This week poem for Jon’s JVG Radio Method had the theme “HOME“, another one we were suprised that hadn’t been used previously.

Click to hear today’s poem… [audio:JVG_Poem2008010.mp3]

Today we chatted about the relationship between the StKilda Festival and bourbon (it’s not pretty) and about how flexible the word “home” is. Home can be your house, your city, your country and so on. It’s almost as versatile as another four letter word I can think of.

Ed Bates once again in the accompanist chair , playing slide guitar today.


HOME

Thursday nights, autumn through winter, come rain, come hail, rarely shine
Football Training began in earnest, no more earnest than the under nines

Kick to kick on a water logged oval, often as not close to flood
Many a mother took home the wrong child and not realised till they washed off the mud

Our coach, Frank Creevy, pock faced and weathered, seemed to us the oldest man alive
Looking back now, when I crunch all the numbers, he was probably around forty five

He’d coached all the teams, from the firsts to the juniors, and all of the sides in between
As bald as a frog, with a head just as glossy, the club christened him “Mr Sheen”

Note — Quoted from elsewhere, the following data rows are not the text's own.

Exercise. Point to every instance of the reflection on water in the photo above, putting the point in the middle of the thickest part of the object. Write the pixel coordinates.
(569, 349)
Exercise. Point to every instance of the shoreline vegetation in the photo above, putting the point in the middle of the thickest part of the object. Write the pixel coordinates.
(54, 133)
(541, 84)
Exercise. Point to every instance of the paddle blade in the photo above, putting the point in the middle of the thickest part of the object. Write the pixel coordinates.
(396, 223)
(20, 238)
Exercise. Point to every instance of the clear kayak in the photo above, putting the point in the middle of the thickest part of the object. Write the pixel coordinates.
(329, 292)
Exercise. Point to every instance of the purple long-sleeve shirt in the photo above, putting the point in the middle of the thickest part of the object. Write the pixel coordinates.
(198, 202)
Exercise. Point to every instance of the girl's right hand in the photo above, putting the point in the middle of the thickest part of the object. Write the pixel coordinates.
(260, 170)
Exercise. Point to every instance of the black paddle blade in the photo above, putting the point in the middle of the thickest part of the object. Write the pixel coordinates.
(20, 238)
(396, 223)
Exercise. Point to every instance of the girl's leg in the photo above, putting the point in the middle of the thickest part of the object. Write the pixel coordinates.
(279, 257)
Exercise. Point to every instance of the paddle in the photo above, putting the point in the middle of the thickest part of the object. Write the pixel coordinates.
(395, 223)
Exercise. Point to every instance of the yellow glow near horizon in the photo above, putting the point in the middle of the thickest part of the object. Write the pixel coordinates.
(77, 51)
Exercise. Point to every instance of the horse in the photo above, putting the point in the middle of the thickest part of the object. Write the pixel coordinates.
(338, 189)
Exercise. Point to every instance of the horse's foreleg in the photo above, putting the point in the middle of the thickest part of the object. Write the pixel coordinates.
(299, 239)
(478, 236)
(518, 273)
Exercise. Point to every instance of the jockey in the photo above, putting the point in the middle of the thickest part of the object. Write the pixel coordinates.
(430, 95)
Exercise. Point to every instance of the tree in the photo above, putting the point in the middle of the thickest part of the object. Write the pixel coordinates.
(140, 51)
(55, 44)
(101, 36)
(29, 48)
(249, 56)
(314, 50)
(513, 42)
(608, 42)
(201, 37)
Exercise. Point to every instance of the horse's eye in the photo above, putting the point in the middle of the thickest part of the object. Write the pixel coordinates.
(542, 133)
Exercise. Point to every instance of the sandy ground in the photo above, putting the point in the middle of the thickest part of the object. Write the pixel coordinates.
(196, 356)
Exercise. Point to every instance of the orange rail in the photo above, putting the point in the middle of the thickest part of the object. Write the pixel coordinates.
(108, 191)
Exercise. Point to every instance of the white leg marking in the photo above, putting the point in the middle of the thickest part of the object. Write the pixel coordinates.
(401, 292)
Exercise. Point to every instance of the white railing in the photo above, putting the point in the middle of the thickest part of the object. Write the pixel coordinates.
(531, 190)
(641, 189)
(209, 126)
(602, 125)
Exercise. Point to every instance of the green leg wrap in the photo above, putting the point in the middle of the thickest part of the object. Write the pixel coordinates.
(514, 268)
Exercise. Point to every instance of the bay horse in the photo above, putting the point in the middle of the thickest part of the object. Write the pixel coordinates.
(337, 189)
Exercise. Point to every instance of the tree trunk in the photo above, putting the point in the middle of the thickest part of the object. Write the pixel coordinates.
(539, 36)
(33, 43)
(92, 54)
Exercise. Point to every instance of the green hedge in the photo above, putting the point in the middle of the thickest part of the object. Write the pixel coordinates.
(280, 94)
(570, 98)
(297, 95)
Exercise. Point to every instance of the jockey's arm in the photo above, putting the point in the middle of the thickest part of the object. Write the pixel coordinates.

But the kids were his passion, their joy and their hunger, every kick, every mark brought a grin
Less of the agro, the ego and moods that came when the hormones kicked in

Three seasons he’d coached the under nine’s and only one win to his name
When the opposition team had an outbreak of ringworm, and were forced to forfeit the game

Flogged by ten goals, week after week, Frank still beaming “Well done”
A pat on the back, and “You gave it your best,” you’d be forgiven for thinking we’d won

A couple of parents thought him too easily pleased, with the message “It’s alright to lose”
He barked back “They’re children, having a go, let them grow into their shoes”

“They’re happy, they’re outdoors, keen and they’re trying — the score, I don’t give a stuff
As long as they’re feeling good in themselves — life will catch up soon enough”

The club was behind him and most of the parents, respected by players and peers
The loyalty they showed him, he gave back with interest, coached there for twenty eight years

Judy his wife, was no “Football Widow” a point she made perfectly clear
“If Frank is the pilot,” she said more than once “I’m navigator and head engineer”

She took care of the books, transport, catering, finance, equipment, first aid
Wiped a few tears, managed the egos, and like Frank, for the love, never paid

For a time in the seventies, the club nearly folded, nothing much left on the shelves
They organised fundraisers, working bees, raffles, even bought the new jumpers themselves

They were asked one night as they swept out the rooms if their home was anywhere near
Frank looked at Judy, Judy at Frank, and replied “Matey, you’re here”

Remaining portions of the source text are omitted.